To be in Rome for a Papal election is a great grace, as spiritually uplifting as it is exciting. Yesterday certainly proved so for me.
I did my best not to rush Mass—at least not to rush it too much! I think most people were in the Square or watching events on the television, as there were very few of the faithful for Mass. I ended up concluding Mass in a bit under 30 minutes. As soon as I finished, I cleaned up after Mass, locked the Basilica, turned out the lights, grabbed my cappa and camera and made for the bus. It was about 7:05pm in Rome. Seconds after stepping out of the doors of the Priory, I received a text to my phone. It was one word, but spoke volumes: “White!” I began to quicken my pace.
As I got out of our garden and onto the street, I spotted one of my confreres coming off the Tram. I told him the smoke is white, and that I was grabbing a cab. He quickly followed. Fortunately, there is a major taxi stop in front of a hotel down the street and around the corner from us. The brother and I—neither of us in top athletic form—ran for the taxi stand. There was, praise God, a line of cabs waiting. As we climbed in the first I breathlessly exclaimed: “Fumata Bianca! Andate a San Pietro!” (White Smoke! Go to St. Peter’s!). As I said before, I was never more thankful for crazy Roman cabbies.
We made our way down the street, seeing more and more cars and people flowing in the direction of St. Peter’s. The bus stops were full, and increasing crowds of people were walking towards the square. Amazingly though, the traffic, while slow, kept moving. As we were driving, we saw two more Irish friars on the street. Stopped for a pause in the traffic, they jumped into the cab as well. We were four friars packed in a small Roman cab, crawling our way through city traffic.
As we got close to the Ponte Vittorio Emmanuel—the main bridge leading across the Tiber from the ancient walled city towards the Vatican—we saw that the police had closed off the bridge. We got as close as we could and jumped out of the cab. Not wanting to wait for change, the cabbie received a sizeable tip. Now, my general rule is that one ought to run only when being chased or giving chase. I suppose I was chasing a view of the new Pope. I missed the white smoke; I was not going to miss his appearance at the loggia. I ran.
And then we waited. The crowds struck me first and foremost as very young. There were lots and lots of young people. Directly around us were reporters from a French radio station (one of the friars spoke a very passable French), a very young seminarian with a South American accent, a group of American college students, an Italian cameraman, and various voices and accents from just about everywhere.
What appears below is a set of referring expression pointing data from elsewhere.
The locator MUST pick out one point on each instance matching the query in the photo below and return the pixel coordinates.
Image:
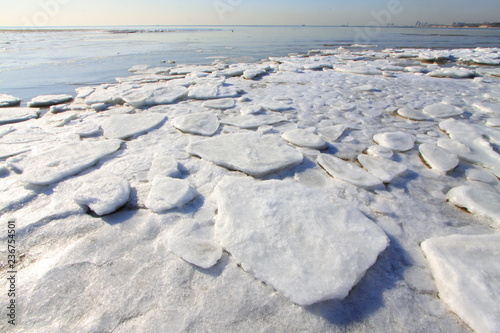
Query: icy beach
(342, 190)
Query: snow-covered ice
(168, 193)
(251, 153)
(467, 275)
(127, 125)
(103, 193)
(300, 241)
(198, 123)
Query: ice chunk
(48, 100)
(66, 160)
(165, 166)
(154, 94)
(299, 240)
(384, 169)
(15, 115)
(304, 138)
(103, 193)
(483, 200)
(380, 151)
(349, 172)
(198, 123)
(399, 141)
(127, 125)
(250, 121)
(442, 110)
(220, 104)
(412, 114)
(252, 153)
(467, 274)
(438, 158)
(168, 193)
(8, 100)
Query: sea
(57, 60)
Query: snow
(150, 95)
(205, 124)
(399, 141)
(65, 160)
(382, 168)
(127, 125)
(438, 158)
(251, 153)
(347, 171)
(169, 193)
(467, 275)
(103, 193)
(48, 100)
(478, 199)
(442, 110)
(300, 241)
(9, 100)
(304, 138)
(15, 115)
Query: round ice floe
(399, 141)
(200, 252)
(384, 169)
(103, 193)
(442, 110)
(347, 171)
(482, 200)
(127, 125)
(198, 123)
(8, 100)
(438, 158)
(169, 193)
(295, 238)
(252, 153)
(15, 115)
(380, 151)
(165, 166)
(48, 100)
(412, 114)
(304, 138)
(65, 160)
(220, 104)
(466, 270)
(250, 121)
(154, 95)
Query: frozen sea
(272, 179)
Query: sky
(43, 13)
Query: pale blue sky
(241, 12)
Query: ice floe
(272, 228)
(168, 193)
(251, 153)
(127, 125)
(478, 199)
(467, 275)
(103, 193)
(65, 160)
(347, 171)
(48, 100)
(205, 124)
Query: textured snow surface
(303, 243)
(251, 153)
(225, 233)
(467, 274)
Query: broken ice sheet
(299, 240)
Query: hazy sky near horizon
(244, 12)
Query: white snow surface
(467, 275)
(298, 240)
(81, 272)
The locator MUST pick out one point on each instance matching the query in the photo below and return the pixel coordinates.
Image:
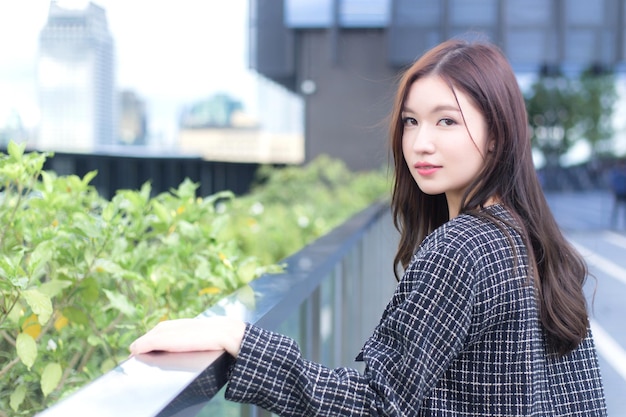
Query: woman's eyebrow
(436, 109)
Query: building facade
(344, 56)
(76, 80)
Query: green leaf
(75, 315)
(39, 258)
(120, 302)
(54, 287)
(50, 378)
(17, 397)
(26, 349)
(40, 304)
(89, 290)
(15, 150)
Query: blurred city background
(155, 90)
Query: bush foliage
(82, 276)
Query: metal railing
(329, 298)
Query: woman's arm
(184, 335)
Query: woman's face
(444, 141)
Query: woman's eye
(446, 122)
(409, 121)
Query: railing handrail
(161, 384)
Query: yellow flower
(225, 260)
(209, 290)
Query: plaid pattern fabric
(460, 337)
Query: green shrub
(81, 276)
(294, 205)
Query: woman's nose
(422, 140)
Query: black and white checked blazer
(460, 337)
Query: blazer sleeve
(422, 330)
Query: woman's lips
(426, 169)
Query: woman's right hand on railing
(186, 335)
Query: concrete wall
(346, 115)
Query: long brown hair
(481, 71)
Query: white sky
(170, 52)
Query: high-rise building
(76, 79)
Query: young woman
(489, 318)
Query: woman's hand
(186, 335)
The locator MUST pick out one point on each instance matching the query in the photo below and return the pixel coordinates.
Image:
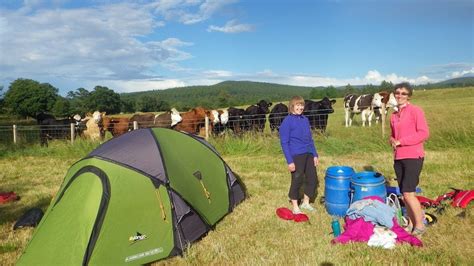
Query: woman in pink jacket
(409, 131)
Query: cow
(256, 115)
(358, 104)
(193, 120)
(52, 128)
(219, 120)
(115, 125)
(93, 125)
(276, 116)
(383, 97)
(236, 120)
(168, 119)
(318, 113)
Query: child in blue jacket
(300, 154)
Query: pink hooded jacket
(410, 128)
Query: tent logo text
(137, 237)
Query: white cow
(358, 104)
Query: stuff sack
(285, 213)
(32, 217)
(463, 198)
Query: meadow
(253, 234)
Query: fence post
(14, 134)
(72, 126)
(206, 126)
(383, 113)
I was amused especially by the American student who had dressed up for a scheduled formal dinner in Rome and dropped by the Piazza just to see what might happen. She thought she might miss her dinner—I told her that given this crowd, she almost certainly would!
As brilliant as Pope Benedict XVI was, one of the things that separated him from his predecessor was his relative lack of a Marian devotion. Bl. Pope John Paul II so loved the Virgin Mary he broke from heraldic tradition to add the Marian “M” to his papal coat of arms. In comparison, Pope Benedict’s Marian devotion was much more muted. It’s not that it was absent, just that it did not shape his faith with the degree that it did Bl. John Paul II’s. With Pope Francis, the Marian devotion seems clearly to come again to the fore. He said last night that one of the first things he will do this morning is to spend time in prayer, seeking the intercession of the Mother of God for the people of Rome and, we presume, his own papacy. He has that instinctive faith, infused with a Marian sensibility, which has long characterized Catholic piety.
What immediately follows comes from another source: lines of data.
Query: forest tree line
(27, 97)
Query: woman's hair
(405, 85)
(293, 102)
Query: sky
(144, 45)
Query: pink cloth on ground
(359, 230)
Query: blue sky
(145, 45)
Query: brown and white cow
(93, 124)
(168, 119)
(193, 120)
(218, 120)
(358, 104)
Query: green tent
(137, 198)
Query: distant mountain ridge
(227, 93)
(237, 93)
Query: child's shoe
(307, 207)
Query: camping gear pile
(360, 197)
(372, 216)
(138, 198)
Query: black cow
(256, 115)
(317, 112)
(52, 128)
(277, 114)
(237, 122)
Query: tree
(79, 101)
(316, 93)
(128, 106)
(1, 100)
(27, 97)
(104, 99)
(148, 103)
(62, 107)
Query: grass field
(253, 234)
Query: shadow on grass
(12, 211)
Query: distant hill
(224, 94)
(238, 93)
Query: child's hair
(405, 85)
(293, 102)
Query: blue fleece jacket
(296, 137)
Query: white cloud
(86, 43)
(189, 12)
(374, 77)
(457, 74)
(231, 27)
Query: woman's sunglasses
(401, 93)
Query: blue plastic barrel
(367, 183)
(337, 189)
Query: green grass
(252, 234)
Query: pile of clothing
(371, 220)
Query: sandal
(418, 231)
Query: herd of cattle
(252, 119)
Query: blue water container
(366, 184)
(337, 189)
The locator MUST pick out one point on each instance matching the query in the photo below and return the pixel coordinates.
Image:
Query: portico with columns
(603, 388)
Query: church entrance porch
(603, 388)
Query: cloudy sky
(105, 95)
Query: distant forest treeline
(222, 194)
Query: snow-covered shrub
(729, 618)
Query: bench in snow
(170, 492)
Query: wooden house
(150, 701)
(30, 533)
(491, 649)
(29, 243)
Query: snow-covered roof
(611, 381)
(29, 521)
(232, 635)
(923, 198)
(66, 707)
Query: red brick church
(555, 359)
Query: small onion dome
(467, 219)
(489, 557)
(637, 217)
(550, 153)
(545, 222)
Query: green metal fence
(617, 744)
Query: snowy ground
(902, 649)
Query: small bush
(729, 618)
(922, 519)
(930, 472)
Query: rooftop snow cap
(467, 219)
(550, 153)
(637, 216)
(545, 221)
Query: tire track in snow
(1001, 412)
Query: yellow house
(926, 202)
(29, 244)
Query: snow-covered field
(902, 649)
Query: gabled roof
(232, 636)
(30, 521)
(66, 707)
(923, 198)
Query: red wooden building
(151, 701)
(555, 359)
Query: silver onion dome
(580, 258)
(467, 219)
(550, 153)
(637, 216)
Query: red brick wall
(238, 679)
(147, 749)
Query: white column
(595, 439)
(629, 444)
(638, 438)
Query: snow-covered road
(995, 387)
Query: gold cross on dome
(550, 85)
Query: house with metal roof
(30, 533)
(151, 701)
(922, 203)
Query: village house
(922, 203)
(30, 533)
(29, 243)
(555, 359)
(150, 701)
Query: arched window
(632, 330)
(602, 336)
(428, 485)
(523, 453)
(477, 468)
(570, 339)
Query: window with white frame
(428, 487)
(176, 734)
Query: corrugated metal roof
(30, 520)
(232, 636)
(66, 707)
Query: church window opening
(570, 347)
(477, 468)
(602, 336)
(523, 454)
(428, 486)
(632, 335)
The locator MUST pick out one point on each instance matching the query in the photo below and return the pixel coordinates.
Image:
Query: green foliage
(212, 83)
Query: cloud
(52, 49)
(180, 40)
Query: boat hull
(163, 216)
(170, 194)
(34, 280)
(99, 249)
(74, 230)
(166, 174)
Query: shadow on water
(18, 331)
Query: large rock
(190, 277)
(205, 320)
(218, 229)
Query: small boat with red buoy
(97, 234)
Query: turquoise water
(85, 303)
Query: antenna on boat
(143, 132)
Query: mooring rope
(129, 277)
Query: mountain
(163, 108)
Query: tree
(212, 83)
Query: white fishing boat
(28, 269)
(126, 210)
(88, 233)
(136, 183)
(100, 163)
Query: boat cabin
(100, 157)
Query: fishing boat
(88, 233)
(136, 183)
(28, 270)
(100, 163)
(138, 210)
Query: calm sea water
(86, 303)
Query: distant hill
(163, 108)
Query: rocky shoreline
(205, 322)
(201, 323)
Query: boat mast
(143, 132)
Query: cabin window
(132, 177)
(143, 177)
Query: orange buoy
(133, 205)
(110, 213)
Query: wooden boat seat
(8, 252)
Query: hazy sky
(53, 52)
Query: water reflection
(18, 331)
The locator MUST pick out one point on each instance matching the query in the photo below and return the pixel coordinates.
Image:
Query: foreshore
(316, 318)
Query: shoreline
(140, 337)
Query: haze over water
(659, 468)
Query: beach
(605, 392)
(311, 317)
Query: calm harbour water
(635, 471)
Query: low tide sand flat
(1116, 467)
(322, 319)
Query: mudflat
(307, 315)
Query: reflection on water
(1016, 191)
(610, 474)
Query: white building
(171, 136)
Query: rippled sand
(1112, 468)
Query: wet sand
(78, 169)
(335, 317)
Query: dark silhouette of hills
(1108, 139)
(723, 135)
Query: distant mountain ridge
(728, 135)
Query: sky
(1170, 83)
And just as quickly, it was all over. Many began to move away. We waited for a few more minutes, just lingering in the experience for a bit (and taking a few more pictures). As we got out of the crowd into the center of the square, the festivity returned. There were groups of young pilgrims dancing, singing, chattering, and doing what you’d expect groups of happy young Christians to do.
And after this we went home, with a quick stop at one of our favorite Roman Pizzerias for a quick bite, and a toast to our new Pope (In honor of the new Pope, I had the Franziskaner Weissbier!):
To Pope Francis, the first to take the name, may he be granted long life and a fruitful reign. Viva il Papa!